Berlin - Die Einwohnerzahl Berlins ist im ersten Halbjahr 2021 erneut leicht gesunken. Wie das Statistische Landesamt am Mittwoch mitteilte, hatten 3.766.082 Menschen am 30. Juni ihren Hauptwohnsitz in der Stadt. Das waren 3880 Menschen weniger als noch vor einem halben Jahr.

Nach Angaben der Behörde ging die Zahl der deutschen Bewohner um 8487 zurück, die der ausländischen Bewohner nahm um 4607 zu. Die Gruppe mit dem größten Zuwachs seien Inderinnen und Inder gewesen (1400 Menschen mehr). Stärkere Zunahmen gab es auch bei Menschen aus Syrien, Vietnam, Rumänien und Afghanistan.

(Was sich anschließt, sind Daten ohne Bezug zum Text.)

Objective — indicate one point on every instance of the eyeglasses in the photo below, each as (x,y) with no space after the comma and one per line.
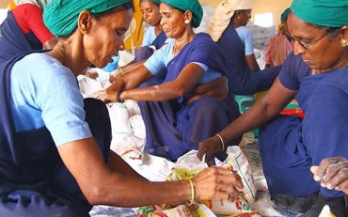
(306,45)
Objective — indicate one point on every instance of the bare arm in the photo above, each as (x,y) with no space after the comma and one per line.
(261,112)
(252,63)
(121,71)
(118,185)
(165,91)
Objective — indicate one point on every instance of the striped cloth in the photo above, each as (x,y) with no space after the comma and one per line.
(223,14)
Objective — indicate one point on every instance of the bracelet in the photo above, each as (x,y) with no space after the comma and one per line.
(192,187)
(122,71)
(222,141)
(118,97)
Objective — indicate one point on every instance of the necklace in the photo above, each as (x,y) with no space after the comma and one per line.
(58,54)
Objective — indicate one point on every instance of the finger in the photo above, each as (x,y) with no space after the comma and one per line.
(322,167)
(343,187)
(201,152)
(337,175)
(210,162)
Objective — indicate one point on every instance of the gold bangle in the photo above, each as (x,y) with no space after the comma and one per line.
(122,71)
(192,187)
(222,141)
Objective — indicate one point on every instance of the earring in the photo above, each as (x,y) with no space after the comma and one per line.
(344,42)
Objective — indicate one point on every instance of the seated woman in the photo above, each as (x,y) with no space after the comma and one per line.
(241,78)
(154,37)
(55,157)
(332,173)
(316,73)
(175,118)
(280,45)
(23,29)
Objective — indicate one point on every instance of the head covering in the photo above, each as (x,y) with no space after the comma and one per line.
(60,16)
(285,14)
(39,3)
(191,5)
(156,2)
(328,13)
(222,16)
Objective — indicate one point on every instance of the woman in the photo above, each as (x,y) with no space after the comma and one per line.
(317,75)
(238,12)
(177,117)
(154,37)
(280,45)
(241,79)
(23,30)
(332,173)
(55,157)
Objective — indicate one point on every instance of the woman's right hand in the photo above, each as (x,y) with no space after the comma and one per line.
(217,183)
(106,96)
(332,173)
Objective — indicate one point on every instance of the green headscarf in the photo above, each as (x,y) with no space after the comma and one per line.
(60,16)
(328,13)
(192,5)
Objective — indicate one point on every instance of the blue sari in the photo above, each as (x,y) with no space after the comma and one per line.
(145,52)
(241,79)
(33,179)
(290,145)
(174,127)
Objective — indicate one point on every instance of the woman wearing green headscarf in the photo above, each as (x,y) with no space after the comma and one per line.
(176,115)
(316,73)
(154,37)
(55,157)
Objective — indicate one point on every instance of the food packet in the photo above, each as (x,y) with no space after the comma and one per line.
(238,162)
(180,211)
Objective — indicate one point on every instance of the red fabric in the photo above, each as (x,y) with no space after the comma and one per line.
(29,19)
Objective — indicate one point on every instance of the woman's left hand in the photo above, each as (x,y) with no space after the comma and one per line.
(207,148)
(332,173)
(106,95)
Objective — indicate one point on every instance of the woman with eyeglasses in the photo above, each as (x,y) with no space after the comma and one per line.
(317,74)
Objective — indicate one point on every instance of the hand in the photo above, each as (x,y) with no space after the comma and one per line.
(208,147)
(115,75)
(217,183)
(92,74)
(332,173)
(106,95)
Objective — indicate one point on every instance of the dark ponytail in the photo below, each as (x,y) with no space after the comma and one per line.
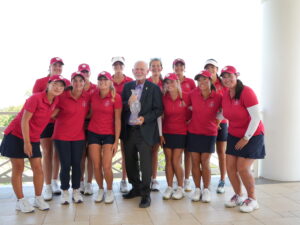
(238,89)
(212,87)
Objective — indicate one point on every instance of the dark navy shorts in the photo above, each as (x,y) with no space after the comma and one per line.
(100,139)
(223,132)
(175,141)
(201,143)
(48,131)
(254,149)
(13,147)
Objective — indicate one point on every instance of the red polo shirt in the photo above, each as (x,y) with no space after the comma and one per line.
(187,85)
(204,113)
(236,112)
(103,113)
(159,84)
(69,124)
(41,110)
(119,87)
(221,89)
(175,114)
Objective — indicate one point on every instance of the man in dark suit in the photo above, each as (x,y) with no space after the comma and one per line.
(140,132)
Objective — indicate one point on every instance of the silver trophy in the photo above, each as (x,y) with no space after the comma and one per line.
(135,108)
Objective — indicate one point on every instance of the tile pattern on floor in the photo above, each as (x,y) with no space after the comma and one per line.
(279,205)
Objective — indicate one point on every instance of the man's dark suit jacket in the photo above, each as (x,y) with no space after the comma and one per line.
(151,109)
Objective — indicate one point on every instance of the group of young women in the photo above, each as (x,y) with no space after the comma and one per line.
(83,121)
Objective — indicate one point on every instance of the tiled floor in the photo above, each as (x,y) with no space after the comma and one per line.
(279,204)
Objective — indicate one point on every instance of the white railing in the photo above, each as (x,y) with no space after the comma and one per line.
(5,166)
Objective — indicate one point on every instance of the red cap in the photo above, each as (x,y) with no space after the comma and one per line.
(78,73)
(54,78)
(55,60)
(171,76)
(83,67)
(178,61)
(204,73)
(228,69)
(105,74)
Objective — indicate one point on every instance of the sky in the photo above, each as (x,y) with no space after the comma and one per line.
(32,32)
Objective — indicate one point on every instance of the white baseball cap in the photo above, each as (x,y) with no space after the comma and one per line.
(211,62)
(118,59)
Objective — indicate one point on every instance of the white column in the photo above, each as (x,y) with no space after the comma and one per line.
(281,89)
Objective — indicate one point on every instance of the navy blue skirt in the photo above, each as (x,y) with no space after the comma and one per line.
(223,132)
(48,131)
(100,139)
(254,149)
(13,147)
(175,141)
(201,143)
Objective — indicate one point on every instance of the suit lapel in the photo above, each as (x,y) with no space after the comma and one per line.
(144,92)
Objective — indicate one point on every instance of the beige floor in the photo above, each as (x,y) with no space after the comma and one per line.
(279,204)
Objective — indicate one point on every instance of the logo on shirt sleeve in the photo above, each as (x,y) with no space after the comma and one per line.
(107,103)
(236,102)
(211,104)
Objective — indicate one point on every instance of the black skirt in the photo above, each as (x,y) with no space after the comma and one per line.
(254,149)
(175,141)
(201,143)
(48,131)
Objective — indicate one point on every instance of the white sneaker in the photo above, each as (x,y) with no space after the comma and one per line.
(235,200)
(81,188)
(187,185)
(55,187)
(65,198)
(88,190)
(99,196)
(76,196)
(154,185)
(196,195)
(178,194)
(24,206)
(123,186)
(249,205)
(109,197)
(40,203)
(48,192)
(206,195)
(168,193)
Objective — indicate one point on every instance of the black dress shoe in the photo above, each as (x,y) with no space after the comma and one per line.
(132,194)
(145,202)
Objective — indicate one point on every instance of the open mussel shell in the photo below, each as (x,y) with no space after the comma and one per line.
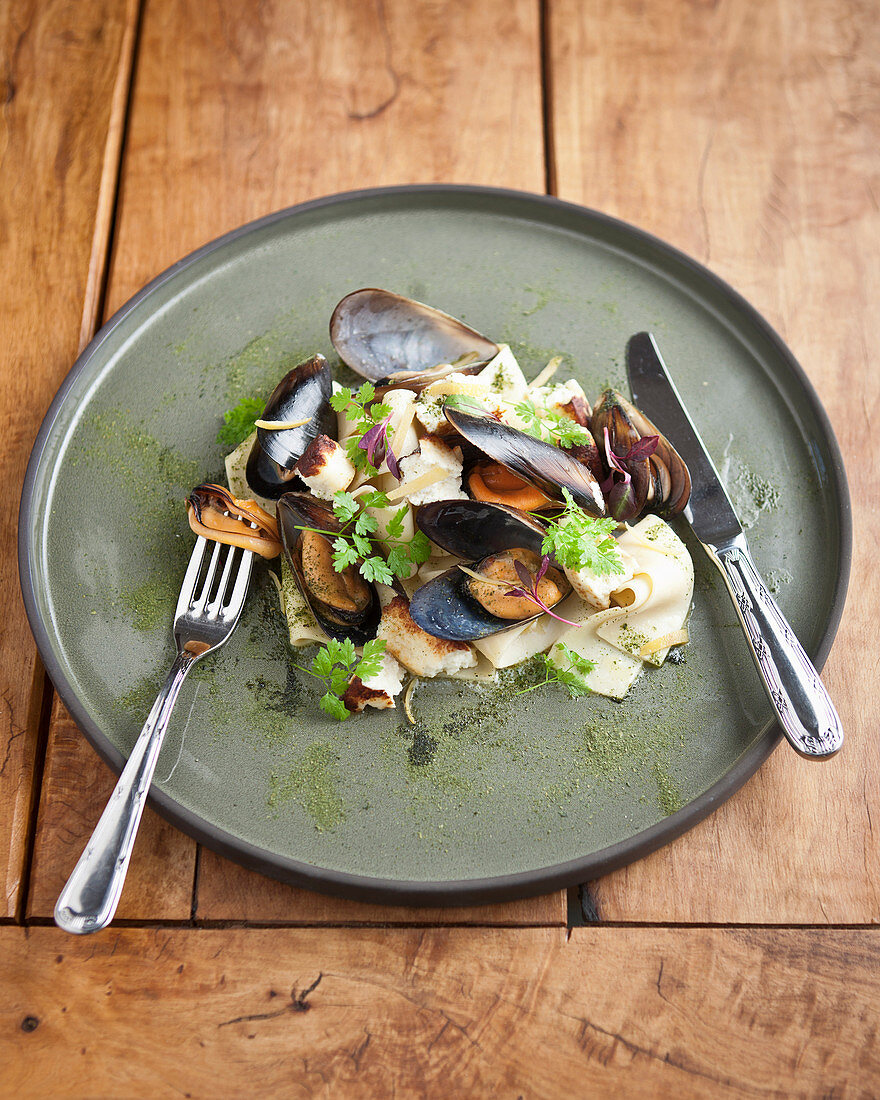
(539,463)
(474,530)
(344,604)
(303,394)
(660,482)
(444,608)
(380,333)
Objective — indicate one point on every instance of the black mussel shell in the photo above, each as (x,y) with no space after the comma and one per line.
(474,529)
(660,482)
(378,333)
(303,393)
(444,608)
(542,464)
(301,509)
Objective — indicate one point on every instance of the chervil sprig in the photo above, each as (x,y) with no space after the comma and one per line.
(550,426)
(572,675)
(580,541)
(528,587)
(370,444)
(354,541)
(336,663)
(239,421)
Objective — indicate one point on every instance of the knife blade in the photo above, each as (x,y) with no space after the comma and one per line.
(802,705)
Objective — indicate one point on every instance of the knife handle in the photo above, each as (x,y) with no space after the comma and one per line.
(800,700)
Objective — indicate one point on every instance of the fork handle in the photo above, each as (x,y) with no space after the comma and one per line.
(91,894)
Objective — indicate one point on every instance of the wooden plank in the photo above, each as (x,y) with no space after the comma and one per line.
(271,106)
(162,869)
(440,1012)
(63,66)
(745,134)
(229,892)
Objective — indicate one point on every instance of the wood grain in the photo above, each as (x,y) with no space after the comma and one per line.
(747,135)
(162,871)
(62,63)
(440,1012)
(238,110)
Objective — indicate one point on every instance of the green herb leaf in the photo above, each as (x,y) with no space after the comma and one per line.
(344,553)
(344,506)
(239,421)
(336,663)
(580,541)
(395,526)
(376,499)
(419,548)
(341,399)
(362,545)
(375,569)
(574,675)
(550,426)
(398,561)
(366,524)
(322,663)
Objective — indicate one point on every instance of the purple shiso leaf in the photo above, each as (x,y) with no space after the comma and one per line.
(524,575)
(530,590)
(394,469)
(374,442)
(641,449)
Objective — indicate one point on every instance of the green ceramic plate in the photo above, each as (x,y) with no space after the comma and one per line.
(492,794)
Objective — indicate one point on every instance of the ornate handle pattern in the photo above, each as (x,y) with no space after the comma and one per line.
(91,894)
(800,700)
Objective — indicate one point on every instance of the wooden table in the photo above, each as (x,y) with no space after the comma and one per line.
(743,958)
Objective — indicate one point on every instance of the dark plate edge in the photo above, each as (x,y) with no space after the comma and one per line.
(449,892)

35,6 Prozent der Berliner haben Migrationshintergrund

Im ersten Halbjahr 2020 war die Einwohnerzahl der Bundeshauptstadt erstmals seit 2013 zurückgegangen. Damals sank die Zahl um 7039. Im zweiten Halbjahr glich sich das dann wieder aus. Zum Ende des Jahres gab es im Vergleich zum Vorjahresende ein Plus von 467 Menschen.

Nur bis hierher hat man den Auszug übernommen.